« January, 2020 »
read: 16 January 2020
Always good to do a palate cleanse with a bad Tor book with a better Tor book. This is the book i think i was hoping that Binti or Ascension would be but both of them had characters experiencing too much raw pain and I found it hard to take. The main character in this one is a little more reserved (thought she is a killer) and seeing the story through her eyes was a helpful way to look at things. I enjoy generation ship stories and this was a good one.
read: 9 January 2020
Picked this up from a library book sale, saw the futuristic blurb and that it was on Tor and thought I’d try it. Definitely not my thing. The central conceit was interesting enough--oh hey maybe we can implant spying devices in small mammals for security purposes--but the implementation was off.Like, the main character was so sexist I found myself wondering if it was a plot device that would be his undoing later (i twas not) so I just had to spend a lot of time with a sexist low-level jerk of a main character.Interesting enough but overall not for me,
read: 7 January 2020
Really enjoyed this comprehensive and well-researched book about people who were born in Vermont and played (even a little) in Major League baseball.
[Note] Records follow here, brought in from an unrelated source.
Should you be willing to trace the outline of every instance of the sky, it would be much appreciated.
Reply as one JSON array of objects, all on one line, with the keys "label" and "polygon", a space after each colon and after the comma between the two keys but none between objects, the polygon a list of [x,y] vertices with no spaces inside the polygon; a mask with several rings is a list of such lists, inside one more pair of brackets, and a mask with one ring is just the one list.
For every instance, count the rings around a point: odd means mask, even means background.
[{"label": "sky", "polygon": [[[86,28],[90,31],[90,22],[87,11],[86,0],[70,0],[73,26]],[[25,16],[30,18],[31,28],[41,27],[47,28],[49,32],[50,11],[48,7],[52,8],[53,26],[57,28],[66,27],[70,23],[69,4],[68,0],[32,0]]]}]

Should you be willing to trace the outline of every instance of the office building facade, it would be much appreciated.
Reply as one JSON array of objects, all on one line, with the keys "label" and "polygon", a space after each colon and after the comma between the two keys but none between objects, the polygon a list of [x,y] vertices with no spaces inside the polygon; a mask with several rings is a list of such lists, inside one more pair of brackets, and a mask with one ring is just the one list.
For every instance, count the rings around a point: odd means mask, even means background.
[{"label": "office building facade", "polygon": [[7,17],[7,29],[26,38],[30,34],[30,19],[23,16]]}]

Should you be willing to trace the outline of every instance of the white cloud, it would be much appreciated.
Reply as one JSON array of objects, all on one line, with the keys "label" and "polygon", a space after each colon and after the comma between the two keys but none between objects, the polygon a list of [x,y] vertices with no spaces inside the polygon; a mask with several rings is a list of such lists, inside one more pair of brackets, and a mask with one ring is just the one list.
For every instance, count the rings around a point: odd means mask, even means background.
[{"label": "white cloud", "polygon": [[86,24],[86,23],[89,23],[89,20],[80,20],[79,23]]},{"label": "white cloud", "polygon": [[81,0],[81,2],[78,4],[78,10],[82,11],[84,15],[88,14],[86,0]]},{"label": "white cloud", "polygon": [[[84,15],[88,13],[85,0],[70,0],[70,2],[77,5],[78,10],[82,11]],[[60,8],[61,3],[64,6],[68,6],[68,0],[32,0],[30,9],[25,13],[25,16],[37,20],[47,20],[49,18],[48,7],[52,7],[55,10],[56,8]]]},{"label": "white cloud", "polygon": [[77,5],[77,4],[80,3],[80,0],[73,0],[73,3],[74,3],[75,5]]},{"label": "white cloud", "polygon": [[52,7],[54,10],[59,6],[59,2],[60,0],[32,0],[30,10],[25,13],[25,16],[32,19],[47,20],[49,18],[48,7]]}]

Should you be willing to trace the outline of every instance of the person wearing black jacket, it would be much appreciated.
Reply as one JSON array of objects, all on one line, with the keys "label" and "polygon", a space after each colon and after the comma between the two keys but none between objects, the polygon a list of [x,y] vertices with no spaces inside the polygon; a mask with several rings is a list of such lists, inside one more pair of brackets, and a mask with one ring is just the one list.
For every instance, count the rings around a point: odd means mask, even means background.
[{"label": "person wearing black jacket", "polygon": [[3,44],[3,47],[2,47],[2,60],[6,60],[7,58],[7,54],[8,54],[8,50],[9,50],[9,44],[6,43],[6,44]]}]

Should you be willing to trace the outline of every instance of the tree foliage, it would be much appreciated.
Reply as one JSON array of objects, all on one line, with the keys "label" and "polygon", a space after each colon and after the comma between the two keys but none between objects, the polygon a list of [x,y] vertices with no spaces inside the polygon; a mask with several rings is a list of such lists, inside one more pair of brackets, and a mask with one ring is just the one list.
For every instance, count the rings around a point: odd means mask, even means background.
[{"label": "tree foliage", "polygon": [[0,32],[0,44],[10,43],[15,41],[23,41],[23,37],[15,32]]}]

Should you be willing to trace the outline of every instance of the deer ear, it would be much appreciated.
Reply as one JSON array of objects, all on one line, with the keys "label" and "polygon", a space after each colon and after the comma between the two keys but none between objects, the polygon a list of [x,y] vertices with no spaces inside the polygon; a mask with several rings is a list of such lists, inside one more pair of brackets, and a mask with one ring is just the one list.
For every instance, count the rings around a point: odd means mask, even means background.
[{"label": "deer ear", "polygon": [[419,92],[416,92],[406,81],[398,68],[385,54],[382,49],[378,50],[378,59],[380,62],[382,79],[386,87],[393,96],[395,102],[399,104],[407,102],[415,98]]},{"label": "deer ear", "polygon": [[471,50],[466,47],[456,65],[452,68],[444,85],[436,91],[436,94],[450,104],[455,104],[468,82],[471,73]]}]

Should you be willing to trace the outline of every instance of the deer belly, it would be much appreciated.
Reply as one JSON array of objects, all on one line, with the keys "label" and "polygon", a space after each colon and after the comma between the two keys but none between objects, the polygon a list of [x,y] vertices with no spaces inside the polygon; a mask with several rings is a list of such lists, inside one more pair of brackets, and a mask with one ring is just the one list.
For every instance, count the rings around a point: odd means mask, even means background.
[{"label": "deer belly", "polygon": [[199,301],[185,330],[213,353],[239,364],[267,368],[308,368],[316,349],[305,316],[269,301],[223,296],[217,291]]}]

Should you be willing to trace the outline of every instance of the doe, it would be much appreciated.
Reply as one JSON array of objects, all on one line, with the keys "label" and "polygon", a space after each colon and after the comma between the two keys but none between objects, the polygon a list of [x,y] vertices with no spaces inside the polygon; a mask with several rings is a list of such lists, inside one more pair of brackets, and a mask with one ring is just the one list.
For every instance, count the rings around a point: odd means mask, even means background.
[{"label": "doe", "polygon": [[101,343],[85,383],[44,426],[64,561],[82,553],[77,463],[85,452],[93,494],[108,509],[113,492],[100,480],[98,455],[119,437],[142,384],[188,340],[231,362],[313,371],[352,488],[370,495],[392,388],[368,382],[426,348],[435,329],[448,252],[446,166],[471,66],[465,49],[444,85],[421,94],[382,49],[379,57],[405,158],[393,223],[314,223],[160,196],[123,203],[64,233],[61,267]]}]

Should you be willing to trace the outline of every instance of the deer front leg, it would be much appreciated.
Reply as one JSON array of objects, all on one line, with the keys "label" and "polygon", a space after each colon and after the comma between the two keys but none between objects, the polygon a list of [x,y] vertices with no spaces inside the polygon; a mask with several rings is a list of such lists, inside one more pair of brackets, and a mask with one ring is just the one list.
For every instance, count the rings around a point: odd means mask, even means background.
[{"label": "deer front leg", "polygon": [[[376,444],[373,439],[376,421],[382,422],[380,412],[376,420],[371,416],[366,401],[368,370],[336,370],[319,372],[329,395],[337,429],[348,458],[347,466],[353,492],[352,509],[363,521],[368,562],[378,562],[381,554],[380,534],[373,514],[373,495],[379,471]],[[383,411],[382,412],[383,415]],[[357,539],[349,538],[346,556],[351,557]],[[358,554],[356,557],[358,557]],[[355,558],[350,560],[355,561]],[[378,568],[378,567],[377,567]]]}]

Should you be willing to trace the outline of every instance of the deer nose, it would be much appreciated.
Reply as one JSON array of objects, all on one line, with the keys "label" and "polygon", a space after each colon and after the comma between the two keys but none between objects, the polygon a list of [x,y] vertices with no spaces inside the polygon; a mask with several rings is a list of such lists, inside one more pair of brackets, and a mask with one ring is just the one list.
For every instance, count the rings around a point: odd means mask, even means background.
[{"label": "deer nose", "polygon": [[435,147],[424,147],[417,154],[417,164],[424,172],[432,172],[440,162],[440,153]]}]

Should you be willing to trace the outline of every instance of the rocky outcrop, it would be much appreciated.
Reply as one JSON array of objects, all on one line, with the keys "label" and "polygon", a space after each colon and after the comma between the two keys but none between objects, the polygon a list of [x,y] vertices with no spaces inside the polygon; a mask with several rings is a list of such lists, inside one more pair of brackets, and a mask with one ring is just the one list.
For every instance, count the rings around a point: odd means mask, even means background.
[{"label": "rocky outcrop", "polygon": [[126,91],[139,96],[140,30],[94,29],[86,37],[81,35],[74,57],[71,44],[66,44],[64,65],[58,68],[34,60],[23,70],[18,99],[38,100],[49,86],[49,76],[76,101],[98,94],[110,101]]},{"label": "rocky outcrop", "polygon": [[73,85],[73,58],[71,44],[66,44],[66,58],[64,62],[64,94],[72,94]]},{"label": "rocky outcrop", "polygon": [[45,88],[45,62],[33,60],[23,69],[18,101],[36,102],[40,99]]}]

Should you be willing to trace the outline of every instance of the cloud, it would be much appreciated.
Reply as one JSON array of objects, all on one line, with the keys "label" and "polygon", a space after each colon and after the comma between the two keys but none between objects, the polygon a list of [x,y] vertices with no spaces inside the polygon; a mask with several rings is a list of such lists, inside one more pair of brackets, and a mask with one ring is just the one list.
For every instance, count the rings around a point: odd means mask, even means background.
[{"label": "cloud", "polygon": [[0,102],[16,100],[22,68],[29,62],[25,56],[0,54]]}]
There are a wealth pf photos and interviews, many not published before, that flesh out the history of baseball in Vermont as well as some of the history of Vermont itself. Many of the early players came from immigrant families and it was interesting to read how they got to where they were and/or the challenges they faced playing baseball. A well-done book with a few familiar faces.
read: 4 January 2020
This is the finale in the trilogy about the weird Area X in the Southern Reach which, once you read more about the author, you know to be somewhere in Florida. I didn’t get a lot of closure but I wasn’t expecting much. I got to learn a lot more about an unsympathetic character from the first book and lost sympathy for some of the characters from the second book. Overall this was a great trilogy and I liked how each of the books was a little different in its approach to the same weird stuff.